La personnalisation des armes ajoute une couche tactique bienvenue. Sur des stations disséminées entre les missions ou dans le hub central, vous pouvez modifier vos fusils : canon, silencieux, viseur, poignée. Ce système, simple mais complet, permet d’adapter votre arsenal aux situations — avant de l’abandonner aussitôt en mission si l’opportunité d’une meilleure arme surgit. Rien n’est figé. Vous êtes en mouvement, et votre équipement aussi.
Ce mélange de classicisme assumé et de modernité discrète crée une sensation rare : celle de jouer un FPS conçu pour être joué. Pas pour être regardé, pas pour être vendu sur des screenshots. Mais pour être ressenti manette en main, dans la chair, dans le muscle. Et c’est précisément là, dans cet équilibre entre intensité, lisibilité et agilité, que Trepang² s’impose comme l’un des jeux d’action les plus maîtrisés de sa catégorie.
Esthétique d’impact, textures crues et saturation sonore maîtrisée
Trepang² ne cherche jamais à impressionner par son rendu technique. Il s’impose, au contraire, par une direction artistique brutalement fonctionnelle, où chaque texture, chaque éclairage, chaque saturation contribue à renforcer le sentiment d’oppression et d’hostilité. Le jeu s’ancre dans une esthétique industrielle, froide, souvent délabrée, où le métal suinte, où le béton saigne, où la lumière est une menace autant qu’un repère.
Les environnements, volontairement cloisonnés, enchaînent laboratoires stériles, bunkers souterrains, temples occultes, couloirs viscéraux. Ce ne sont pas des lieux vivants : ce sont des décors d’exécution. Leur but n’est pas de créer une illusion de monde, mais de servir le rythme, la verticalité, les lignes de fuite. Chaque arène est un théâtre conçu pour l’affrontement — et cela se voit. Leur cohérence diégétique est secondaire. Leur efficacité ludique, absolue.
Le moteur utilisé, bien que modeste face aux standards AAA, affiche une solidité remarquable. Les effets de particules, les jeux de lumière dynamique, les déformations liées au bullet-time sont parfaitement lisibles. Le sang éclabousse les murs avec une constance chirurgicale. Les impacts de balles, les éclats, les silhouettes qui volent sous les coups renforcent la sensation de force à chaque action. Le feedback visuel est immédiat, brutal, viscéral.
Les animations, quant à elles, privilégient la clarté à la finesse. Les mouvements de glissade, de projection, de saisie, de tir sont exécutés avec une précision rythmique irréprochable. Ils ne sont pas réalistes : ils sont efficaces. Et c’est exactement ce que requiert une expérience où la fluidité prime sur la lourdeur du détail.

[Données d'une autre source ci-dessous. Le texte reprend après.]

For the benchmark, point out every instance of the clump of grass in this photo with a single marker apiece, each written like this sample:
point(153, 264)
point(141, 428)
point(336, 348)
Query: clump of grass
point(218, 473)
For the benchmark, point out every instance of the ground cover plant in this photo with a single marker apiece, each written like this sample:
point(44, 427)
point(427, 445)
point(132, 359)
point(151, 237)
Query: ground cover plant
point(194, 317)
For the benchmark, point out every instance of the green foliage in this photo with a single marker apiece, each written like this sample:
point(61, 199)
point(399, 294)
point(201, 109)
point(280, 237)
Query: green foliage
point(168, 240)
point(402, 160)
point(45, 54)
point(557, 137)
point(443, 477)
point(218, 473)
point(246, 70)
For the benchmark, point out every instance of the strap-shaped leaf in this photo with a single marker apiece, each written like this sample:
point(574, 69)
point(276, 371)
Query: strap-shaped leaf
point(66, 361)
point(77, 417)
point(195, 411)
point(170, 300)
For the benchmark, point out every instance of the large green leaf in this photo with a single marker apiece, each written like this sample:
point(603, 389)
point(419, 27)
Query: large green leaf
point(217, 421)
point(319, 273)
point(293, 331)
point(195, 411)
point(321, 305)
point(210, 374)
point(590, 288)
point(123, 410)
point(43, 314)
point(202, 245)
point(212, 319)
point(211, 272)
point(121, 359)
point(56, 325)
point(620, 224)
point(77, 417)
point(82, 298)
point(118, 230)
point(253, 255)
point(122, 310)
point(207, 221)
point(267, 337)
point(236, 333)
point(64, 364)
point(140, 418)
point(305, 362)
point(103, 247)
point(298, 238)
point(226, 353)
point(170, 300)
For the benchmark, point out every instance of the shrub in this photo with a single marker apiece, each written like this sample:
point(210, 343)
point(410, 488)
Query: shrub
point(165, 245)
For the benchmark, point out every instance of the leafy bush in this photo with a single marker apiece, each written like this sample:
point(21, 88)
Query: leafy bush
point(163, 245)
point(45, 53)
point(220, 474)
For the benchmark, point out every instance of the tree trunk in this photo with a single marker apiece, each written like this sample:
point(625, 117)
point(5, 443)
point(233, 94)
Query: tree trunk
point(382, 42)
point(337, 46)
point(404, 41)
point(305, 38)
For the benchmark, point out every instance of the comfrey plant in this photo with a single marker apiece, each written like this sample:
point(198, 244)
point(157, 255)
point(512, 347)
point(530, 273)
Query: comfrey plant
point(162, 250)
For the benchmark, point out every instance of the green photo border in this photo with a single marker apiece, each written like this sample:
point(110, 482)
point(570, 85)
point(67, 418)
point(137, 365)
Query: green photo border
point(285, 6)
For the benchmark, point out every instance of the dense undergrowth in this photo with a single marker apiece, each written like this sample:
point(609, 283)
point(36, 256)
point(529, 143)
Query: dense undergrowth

La bande-son, elle, joue la même carte. Plutôt que de s’imposer, elle soutient. Les compositions oscillent entre nappes synthétiques anxiogènes et montées industrielles agressives, accompagnant chaque mission d’une tension discrète mais constante. Le vrai protagoniste sonore, ici, c’est le bruit. Le claquement sec des armes, le grondement des fusils à pompe, le chuintement du camouflage actif, le hurlement métallique des créatures. Chaque son est net, percutant, saturé juste ce qu’il faut. On ne distingue pas toujours les dialogues, mais ce n’est pas un bug : c’est une logique de mixage volontairement écrasante. Ce jeu parle avec ses armes.
Aucune ligne de dialogue n’est mémorable, mais toutes sonnent juste. Les interjections des ennemis, les ordres donnés, les cris en combat contribuent à cette cacophonie contrôlée où l’on entend plus qu’on n’écoute. Le choix d’une police minuscule pour les sous-titres console demeure discutable, mais il reste anecdotique dans un jeu où le texte est une option, jamais une nécessité.
Trepang² se vit comme un pur objet sensoriel. Chaque visuel, chaque effet, chaque son est calibré pour une seule chose : l’impact. Et c’est dans cette brutalité graphique assumée, dans cette sécheresse sonore méthodique, que le jeu impose sa signature la plus marquante.